CARTER: Just another Carnival bummer

February 14, 2013

Health, Tourism

This Carnival business and its drifting ship of horrors is so not a surprise to me.

The not-so-fun-ship Triumph.

The not-so-fun-ship Triumph.

Valentine’s Day or not, I don’t figure Carnival Cruise Line is getting much love from those poor souls aboard the disabled Triumph. With an engine fire having knocked out the ship’s power four days ago, they’ve gone with little or no food or bathroom facilities and now must face an hours-long bus ride back to Galveston from the ship’s emergency port in Mobile.

The world’s largest cruise line can’t spring for a plane ticket for its victims, er, passengers? What’s up with that?

Not to worry, Carnival has likely told them, we’ll give you a great discount on your next cruise. Would you like to book that now? Do you have a credit card with you?

I remember that long ago Jimmy Buffet song where he sang, “If you ever get the chance to go to Dallas, take it from me, pass it by.”

Jimmy tells me he actually meant “Carnival” – not Dallas.

Yes, friends warned me to pass that particular cruise line by. Spend a few extra bucks and go with Royal Caribbean or one of the other ones. Think upgrade, they said.

Sooner or later I’ve got to learn to listen more.

In June 2007 my daughter, who was 13 at the time, and I boarded a Carnival “Fun Ship” for a 4-day cruise to the Bahamas. The booking assuredly came at a bargain price and – as I would soon learn – bargain basement service (except in the dining room, where the servers were wonderful and the food tasty and non-stop).

Going aboard, it was everybody for themselves as hundreds of clueless passengers wandered about looking for cabins with no Carnival people anywhere. We weren’t expecting a concierge on this low-budget adventure but a directional sign or two would have helped us to navigate the ship’s many floors.

By 10:30 that night, I would find just how scarce Carnival assistance could be. Stepping out of the shower, my daughter caught her foot on some protruding metal that left a nasty slice and lots of blood.

She was scared and crying – expecting Dad to make it all better. Carnival’s help line would only ring. I left her with her foot wrapped in towels as I jogged down the hall looking for any sign of a Carnival person — to no avail. I rode the elevator to the main floor only to find it empty except for some passengers heading to the casinos.

I was fixing to go into an Al Pacino mode with a “Something really wrong is going on here,” when I spotted a man in a security guard uniform. His English was practically nil but he seemed to acknowledge I was begging for a First Aid kit.

He said he would see what he could do but didn’t sound hopeful.

Thirty minutes later a room-service maid showed up with a pair of small Band Aids. For crying out loud! I said to myself.

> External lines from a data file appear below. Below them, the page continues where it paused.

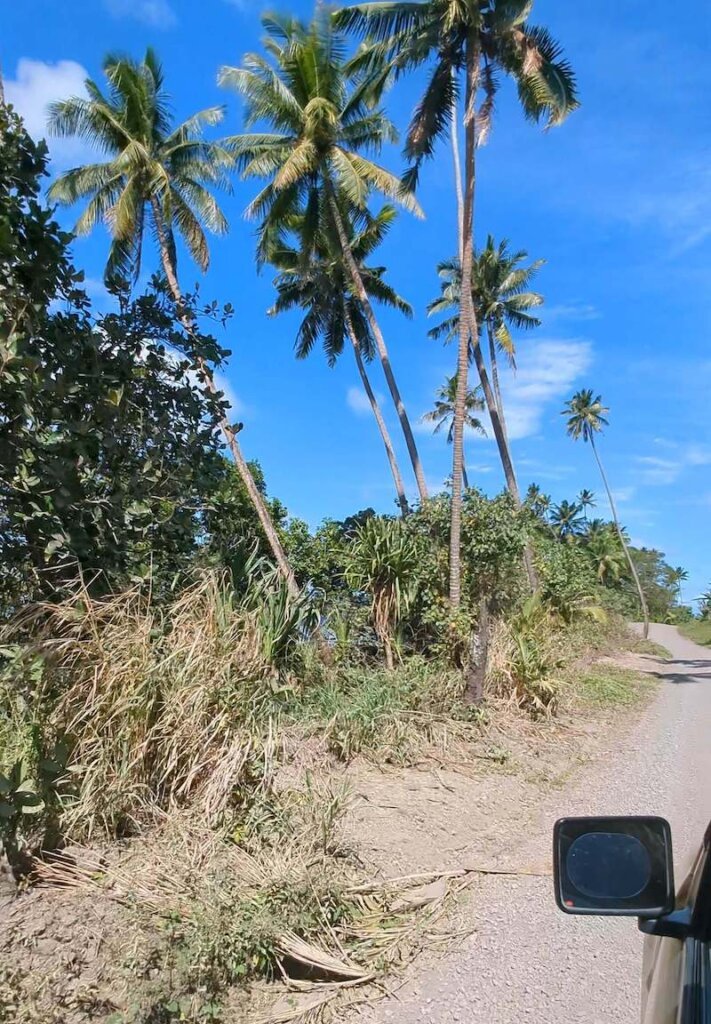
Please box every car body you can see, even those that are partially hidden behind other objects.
[553,817,711,1024]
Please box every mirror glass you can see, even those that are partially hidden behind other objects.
[566,831,652,899]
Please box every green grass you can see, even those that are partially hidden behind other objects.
[289,658,482,763]
[570,665,657,709]
[679,618,711,647]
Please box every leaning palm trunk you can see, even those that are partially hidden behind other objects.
[345,313,410,518]
[590,435,650,640]
[450,39,479,611]
[329,186,429,502]
[487,323,510,444]
[152,199,299,597]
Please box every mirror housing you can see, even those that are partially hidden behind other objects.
[553,817,675,918]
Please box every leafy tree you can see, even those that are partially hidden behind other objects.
[561,388,650,638]
[578,487,597,522]
[549,501,583,542]
[427,234,545,460]
[336,0,577,608]
[345,516,420,670]
[218,9,427,501]
[49,48,232,281]
[524,483,551,522]
[585,523,627,585]
[422,374,487,489]
[269,206,412,516]
[49,49,297,596]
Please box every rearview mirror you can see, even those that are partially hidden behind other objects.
[553,817,674,918]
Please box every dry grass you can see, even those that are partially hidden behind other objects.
[2,572,282,838]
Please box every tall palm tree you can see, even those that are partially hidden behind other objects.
[550,501,583,543]
[268,206,412,516]
[427,234,545,495]
[578,487,597,522]
[668,565,688,603]
[49,49,298,594]
[585,523,627,584]
[561,388,650,639]
[335,0,577,608]
[524,483,551,522]
[422,374,487,490]
[218,8,428,501]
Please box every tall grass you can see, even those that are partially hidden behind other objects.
[2,571,313,838]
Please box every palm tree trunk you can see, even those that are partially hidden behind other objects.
[450,68,464,260]
[151,199,299,597]
[345,312,410,519]
[590,435,650,640]
[487,321,510,444]
[450,39,479,611]
[471,327,539,591]
[328,190,429,502]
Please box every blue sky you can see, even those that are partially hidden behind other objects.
[5,0,711,599]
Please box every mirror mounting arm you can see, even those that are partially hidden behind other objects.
[638,907,692,939]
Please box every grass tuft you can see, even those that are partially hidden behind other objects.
[569,663,657,709]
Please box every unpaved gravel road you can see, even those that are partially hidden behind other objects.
[359,626,711,1024]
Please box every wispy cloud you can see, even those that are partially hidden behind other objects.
[5,57,93,167]
[636,438,711,486]
[539,302,602,324]
[489,338,592,440]
[104,0,177,29]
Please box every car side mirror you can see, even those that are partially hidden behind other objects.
[553,817,675,918]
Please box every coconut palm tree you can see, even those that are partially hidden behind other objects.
[49,49,298,595]
[268,206,412,516]
[585,523,627,584]
[335,0,577,608]
[218,8,428,501]
[48,48,232,281]
[524,483,552,522]
[668,565,688,603]
[427,234,545,483]
[578,487,597,522]
[561,388,650,639]
[422,374,487,490]
[550,501,583,543]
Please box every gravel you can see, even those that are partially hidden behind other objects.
[360,626,711,1024]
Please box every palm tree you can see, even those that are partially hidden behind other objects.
[427,234,545,493]
[335,0,577,608]
[550,501,583,543]
[668,565,688,603]
[49,49,298,594]
[561,388,650,639]
[524,483,551,522]
[48,48,232,281]
[578,487,597,522]
[218,9,428,501]
[585,523,627,584]
[268,206,412,517]
[422,374,487,490]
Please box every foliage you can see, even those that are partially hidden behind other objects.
[49,47,232,282]
[345,516,420,669]
[569,663,656,708]
[3,571,315,837]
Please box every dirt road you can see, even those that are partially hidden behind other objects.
[360,626,711,1024]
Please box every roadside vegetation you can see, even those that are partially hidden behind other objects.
[0,0,709,1024]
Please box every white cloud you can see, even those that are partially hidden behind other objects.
[5,57,92,167]
[104,0,177,29]
[345,387,382,416]
[613,487,637,505]
[637,438,711,486]
[488,338,592,440]
[538,302,602,324]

Back home in Miami a few days later, I called Carnival to tell anyone who would listen that it is dangerous to take thousands of people out to sea without bringing along a First Aid kit.

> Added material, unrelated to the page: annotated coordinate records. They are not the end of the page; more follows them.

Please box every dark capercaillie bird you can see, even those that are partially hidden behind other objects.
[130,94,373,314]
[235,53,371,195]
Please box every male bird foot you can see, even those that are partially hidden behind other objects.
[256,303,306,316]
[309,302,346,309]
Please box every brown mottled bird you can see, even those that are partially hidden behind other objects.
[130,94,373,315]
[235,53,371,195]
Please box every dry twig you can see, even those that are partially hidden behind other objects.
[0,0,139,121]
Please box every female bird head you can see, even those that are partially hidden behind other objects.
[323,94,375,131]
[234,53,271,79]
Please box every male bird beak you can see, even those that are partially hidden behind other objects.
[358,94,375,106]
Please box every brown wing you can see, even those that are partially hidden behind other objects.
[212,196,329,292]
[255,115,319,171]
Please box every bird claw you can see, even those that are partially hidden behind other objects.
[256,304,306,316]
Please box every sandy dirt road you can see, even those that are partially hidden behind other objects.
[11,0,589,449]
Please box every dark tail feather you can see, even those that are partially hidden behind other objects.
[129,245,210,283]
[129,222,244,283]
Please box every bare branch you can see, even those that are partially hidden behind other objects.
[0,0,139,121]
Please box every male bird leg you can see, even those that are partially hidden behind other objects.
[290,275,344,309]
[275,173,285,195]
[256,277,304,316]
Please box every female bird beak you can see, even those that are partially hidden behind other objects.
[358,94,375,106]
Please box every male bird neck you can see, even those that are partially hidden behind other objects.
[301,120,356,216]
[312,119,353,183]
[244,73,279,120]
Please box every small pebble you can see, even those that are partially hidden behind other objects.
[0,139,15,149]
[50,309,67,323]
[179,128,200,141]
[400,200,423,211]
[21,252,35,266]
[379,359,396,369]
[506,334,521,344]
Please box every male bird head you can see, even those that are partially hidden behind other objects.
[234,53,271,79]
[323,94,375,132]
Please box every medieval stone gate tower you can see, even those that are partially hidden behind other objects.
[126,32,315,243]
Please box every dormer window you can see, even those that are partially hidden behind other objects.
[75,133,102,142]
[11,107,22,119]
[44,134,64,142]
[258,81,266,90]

This is what the Carnival guy replied: “Well, do you expect us to put a doctor outside your door or something?”

By then I figured it was no use whining to him about how the next afternoon I sat at an outside bar sweating in the tropical sun and in dire need of a beer. Ten empty stools stood between me and the bartender. He was at the bar’s far end chatting up a female passenger and was just not inclined to divert himself. Finally, I approached him the way a hockey player is suppose to approach the puck – in ill humor. “I need a Bud big time, pal!”

Alas, the beer arrived just slightly chilled but with plenty of attitude from the bar guy.

In fairness, aside from the gash on her foot, my daughter had a wonderful time. She made friends with kids her age and seemed to enjoy every moment.

Me?

I was bummed and back in the cabin feeling claustrophobic, actually missing Miami and its ill-mannered inhabitants. But at least I had that slightly chilled $8 beer to enjoy.